I'm talking about Intranet Hacking, DNS Rebinding, Clickjacking (UI Redressing), Cross-Site Scripting, Cross-Site Request Forgery, CSS History Leaks, and WiFi Man-in-the Middle. I see these as being the most pressing. They break the back of the Same-Origin-Policy, the very foundation of browser security, and there’s evidence that most of these have been used maliciously in the wild. A malicious website can easily detect what websites a visitor is logged-in to, what sites they’ve recently visited, take over their online bank/email/socialnetwork/etc accounts, hack into their DSL router or corporate intranet. Or maybe the attacker wants to get the victim in legal trouble by forcing them to attack other systems, post spam, download illegal content, and so on.
Sure, an individual user can defend themselves with add-ons like NoScript, Adblock Plus, LastPass, Better Privacy and so on, of which I’m a fan and user. To reiterate though, this is in no way a demonstration of Secure-by-Default! Users have to first be aware, download the application, install, and finally configure. The reality is most users don’t know these attackers are possible and even easy to perform. Only the readers of this blog and the browser vendors themselves do. So from a 10,000ft view of Web security, if a protection feature is not enabled by default then it doesn’t matter. Case in point...

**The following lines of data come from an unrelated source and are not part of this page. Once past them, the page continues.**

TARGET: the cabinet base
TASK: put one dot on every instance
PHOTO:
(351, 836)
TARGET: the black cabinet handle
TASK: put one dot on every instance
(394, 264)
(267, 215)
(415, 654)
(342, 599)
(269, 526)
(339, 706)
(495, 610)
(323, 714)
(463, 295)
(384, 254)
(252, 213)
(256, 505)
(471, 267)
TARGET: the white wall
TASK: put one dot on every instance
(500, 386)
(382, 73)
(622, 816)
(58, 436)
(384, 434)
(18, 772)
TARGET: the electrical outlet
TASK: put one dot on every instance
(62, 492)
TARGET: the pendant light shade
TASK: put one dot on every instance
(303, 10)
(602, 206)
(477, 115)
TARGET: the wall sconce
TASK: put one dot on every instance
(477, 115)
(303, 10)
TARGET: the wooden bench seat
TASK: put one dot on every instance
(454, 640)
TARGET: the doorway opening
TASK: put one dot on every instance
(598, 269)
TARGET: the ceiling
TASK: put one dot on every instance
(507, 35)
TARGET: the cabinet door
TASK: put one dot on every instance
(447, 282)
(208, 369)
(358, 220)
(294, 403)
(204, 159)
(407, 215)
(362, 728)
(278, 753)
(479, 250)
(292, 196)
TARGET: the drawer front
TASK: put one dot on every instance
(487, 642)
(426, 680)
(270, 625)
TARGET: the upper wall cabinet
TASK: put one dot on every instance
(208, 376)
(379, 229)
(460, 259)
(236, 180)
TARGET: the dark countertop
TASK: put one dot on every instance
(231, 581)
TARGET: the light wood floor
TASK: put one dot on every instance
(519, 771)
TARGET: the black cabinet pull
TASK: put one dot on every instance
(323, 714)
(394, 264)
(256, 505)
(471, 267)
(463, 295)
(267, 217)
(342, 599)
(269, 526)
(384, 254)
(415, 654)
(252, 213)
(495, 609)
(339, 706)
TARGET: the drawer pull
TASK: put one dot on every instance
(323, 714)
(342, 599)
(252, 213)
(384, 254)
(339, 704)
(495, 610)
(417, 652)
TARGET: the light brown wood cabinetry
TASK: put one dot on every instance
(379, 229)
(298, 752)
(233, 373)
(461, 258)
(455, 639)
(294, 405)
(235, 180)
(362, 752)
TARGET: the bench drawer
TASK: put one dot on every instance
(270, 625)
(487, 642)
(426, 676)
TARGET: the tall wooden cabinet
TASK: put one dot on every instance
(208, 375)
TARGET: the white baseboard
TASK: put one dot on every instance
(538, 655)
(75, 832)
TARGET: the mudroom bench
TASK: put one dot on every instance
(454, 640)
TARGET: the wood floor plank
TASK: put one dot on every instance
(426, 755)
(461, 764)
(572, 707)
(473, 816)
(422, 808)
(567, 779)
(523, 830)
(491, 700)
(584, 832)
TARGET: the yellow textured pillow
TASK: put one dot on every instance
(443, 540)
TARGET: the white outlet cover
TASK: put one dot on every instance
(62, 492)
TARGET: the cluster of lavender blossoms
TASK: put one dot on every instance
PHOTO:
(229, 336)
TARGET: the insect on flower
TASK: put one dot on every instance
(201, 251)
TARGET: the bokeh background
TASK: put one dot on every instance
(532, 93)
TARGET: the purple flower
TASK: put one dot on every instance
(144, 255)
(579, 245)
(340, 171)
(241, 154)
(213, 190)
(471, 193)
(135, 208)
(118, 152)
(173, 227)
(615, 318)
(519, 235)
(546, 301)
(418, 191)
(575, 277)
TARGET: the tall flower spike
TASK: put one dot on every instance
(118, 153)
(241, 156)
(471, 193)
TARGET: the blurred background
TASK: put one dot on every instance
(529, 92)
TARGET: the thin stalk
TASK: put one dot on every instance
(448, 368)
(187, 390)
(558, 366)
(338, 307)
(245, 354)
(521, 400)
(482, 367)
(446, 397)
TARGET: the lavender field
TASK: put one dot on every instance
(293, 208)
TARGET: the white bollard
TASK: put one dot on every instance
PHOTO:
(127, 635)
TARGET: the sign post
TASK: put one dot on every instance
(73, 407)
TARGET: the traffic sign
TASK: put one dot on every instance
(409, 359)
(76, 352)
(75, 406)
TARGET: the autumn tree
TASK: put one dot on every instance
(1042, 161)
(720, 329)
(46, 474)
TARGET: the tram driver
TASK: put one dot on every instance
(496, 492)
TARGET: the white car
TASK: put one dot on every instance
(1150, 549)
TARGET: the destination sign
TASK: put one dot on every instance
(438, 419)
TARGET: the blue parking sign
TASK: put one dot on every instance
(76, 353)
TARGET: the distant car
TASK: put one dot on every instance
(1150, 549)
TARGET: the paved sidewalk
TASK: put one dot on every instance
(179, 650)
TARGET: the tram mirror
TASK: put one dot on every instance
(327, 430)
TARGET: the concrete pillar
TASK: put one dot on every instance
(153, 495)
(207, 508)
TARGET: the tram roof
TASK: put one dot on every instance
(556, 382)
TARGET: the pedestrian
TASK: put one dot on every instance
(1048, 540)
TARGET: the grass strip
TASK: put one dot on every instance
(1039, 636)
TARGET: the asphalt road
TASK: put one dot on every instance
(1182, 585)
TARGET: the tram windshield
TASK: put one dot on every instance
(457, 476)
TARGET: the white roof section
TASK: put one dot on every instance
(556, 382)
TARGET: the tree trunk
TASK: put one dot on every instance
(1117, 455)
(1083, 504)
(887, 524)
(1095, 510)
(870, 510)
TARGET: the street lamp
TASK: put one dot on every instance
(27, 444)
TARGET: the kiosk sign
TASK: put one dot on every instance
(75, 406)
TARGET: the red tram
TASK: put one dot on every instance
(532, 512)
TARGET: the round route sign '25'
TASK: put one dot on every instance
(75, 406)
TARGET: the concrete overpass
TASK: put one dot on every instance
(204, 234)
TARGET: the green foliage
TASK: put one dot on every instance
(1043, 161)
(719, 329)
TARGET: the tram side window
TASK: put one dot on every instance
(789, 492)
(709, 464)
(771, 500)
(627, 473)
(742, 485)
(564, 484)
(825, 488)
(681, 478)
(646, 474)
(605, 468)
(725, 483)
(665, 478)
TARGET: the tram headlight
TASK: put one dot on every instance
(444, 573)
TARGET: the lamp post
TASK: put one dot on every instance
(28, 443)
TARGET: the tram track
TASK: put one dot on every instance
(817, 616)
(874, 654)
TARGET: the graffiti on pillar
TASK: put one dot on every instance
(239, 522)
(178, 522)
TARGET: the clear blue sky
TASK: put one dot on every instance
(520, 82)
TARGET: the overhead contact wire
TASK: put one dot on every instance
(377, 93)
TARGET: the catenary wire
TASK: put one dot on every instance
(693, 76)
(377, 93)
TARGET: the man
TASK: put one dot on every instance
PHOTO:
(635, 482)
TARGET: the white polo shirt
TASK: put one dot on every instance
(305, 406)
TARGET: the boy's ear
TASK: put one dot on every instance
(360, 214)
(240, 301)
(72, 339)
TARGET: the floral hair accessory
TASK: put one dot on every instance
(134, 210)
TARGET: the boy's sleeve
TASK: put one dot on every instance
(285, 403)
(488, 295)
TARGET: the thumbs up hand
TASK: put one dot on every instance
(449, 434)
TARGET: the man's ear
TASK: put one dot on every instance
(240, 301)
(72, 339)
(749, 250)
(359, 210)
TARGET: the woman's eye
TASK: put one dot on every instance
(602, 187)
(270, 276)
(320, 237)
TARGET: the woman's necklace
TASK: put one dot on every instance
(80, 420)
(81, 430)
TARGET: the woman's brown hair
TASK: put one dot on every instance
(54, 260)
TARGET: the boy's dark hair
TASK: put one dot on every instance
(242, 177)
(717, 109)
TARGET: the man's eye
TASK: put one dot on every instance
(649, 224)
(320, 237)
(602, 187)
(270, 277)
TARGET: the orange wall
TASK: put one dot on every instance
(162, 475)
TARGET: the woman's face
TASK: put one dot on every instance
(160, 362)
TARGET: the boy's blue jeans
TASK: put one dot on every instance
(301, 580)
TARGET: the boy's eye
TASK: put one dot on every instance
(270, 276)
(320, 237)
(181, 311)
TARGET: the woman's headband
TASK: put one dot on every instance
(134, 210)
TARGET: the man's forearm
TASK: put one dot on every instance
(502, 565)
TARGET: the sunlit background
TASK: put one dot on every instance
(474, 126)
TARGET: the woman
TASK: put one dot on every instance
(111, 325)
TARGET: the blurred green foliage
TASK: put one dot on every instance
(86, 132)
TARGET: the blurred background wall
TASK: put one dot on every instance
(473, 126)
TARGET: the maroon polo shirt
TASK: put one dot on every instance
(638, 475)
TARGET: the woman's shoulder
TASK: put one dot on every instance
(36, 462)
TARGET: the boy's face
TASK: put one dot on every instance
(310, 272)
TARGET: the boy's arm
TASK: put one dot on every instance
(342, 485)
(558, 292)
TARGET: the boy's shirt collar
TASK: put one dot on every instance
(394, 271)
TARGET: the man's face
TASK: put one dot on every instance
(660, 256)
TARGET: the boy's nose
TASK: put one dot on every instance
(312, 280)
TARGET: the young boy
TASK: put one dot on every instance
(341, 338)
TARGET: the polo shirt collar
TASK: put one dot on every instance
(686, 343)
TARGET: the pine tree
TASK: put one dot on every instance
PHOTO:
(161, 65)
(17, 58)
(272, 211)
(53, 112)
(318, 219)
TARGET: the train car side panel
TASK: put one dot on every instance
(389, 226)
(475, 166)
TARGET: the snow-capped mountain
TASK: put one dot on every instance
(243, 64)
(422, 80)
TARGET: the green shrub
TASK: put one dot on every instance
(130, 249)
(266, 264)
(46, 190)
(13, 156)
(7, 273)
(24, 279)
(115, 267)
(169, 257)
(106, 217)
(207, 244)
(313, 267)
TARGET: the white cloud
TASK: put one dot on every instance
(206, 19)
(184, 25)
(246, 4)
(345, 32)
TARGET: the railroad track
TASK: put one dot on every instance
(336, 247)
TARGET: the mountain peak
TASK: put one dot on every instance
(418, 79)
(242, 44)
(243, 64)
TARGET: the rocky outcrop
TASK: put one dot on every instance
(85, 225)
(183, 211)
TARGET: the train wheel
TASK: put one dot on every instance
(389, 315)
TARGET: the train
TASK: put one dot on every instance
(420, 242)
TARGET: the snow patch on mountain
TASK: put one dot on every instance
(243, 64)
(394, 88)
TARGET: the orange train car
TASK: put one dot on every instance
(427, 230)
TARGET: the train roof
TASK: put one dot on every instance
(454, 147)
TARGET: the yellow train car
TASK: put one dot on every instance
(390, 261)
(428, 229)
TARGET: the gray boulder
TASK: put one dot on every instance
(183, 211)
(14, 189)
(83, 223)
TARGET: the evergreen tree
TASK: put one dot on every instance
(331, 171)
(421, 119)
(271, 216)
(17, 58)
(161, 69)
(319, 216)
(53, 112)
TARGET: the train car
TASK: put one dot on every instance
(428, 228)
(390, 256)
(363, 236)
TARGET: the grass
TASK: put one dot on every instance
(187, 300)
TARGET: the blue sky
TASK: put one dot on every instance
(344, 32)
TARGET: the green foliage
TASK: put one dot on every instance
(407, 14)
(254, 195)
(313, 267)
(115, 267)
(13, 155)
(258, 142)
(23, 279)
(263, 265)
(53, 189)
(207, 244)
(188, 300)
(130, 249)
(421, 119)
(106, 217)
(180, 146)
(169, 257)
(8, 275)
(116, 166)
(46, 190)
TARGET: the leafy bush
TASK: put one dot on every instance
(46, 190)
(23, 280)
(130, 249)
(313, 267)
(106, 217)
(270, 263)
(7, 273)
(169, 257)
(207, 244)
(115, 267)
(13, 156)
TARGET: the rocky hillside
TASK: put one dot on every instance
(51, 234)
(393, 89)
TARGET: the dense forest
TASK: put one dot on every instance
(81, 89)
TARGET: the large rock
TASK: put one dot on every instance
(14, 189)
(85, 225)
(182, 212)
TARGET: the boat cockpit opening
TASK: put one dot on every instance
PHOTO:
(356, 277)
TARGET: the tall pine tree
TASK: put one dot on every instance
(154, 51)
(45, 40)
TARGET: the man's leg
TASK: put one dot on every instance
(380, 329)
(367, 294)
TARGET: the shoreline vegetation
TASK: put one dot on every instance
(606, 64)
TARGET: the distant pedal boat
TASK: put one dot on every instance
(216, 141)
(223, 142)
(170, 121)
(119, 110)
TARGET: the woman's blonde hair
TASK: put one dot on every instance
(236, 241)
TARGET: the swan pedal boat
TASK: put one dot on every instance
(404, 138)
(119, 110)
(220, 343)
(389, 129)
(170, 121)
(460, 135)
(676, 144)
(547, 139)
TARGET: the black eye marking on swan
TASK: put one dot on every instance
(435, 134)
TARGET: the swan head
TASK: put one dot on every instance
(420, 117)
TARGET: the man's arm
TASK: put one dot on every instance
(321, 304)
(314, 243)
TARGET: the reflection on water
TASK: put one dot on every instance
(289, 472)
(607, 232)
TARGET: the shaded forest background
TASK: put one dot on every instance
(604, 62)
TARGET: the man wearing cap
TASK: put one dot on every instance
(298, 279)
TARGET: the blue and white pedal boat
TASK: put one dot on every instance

To combat these issues, keep the security-minded elite mildly happy, and show that "something" is being done, there’s a mile long list of well intentioned security features that extremely few people outside of out tiny Web security sphere have heard of let alone implemented. HTTP Strict Transport Security, SECURE cookie flag, httpOnly cookies, X-FRAME-OPTIONS header, Origin header, Do-Not-Track header, disable form AutoComplete, iFrame security restriction, Content Security Policy, privacy modes, hidden configuration settings, delete browser data, cookie controls, LSO controls, etc. All of these are opt-in, invisible or buried several mouse-clicks deep in the GUI, and likely implemented differently. No wonder "The Need for Coherent Web Security Policy Framework(s)" was published.
There are lots of competing arguments about why these things haven't been or shouldn't be formally adopted. My intention here is not to rehash those, but instead remind us all about the bigger picture. I mean, it is simply amazing how much we are able to do online with just a browser. We can shop, bank, pay bills, file taxes, share photos, keep in touch with friends and family, watch movies, play games, and so much more. Browsers are the most important connection we have to the Internet. And the “we” is a stunning two billion people strong. Clearly browsers play a vital role in online security. Everyone needs a Web browser that is not only fast and stable, but secure as well. Only it is difficult to say that they are (or have been)... secure. That needs to change, somehow, someway, and preferably soon.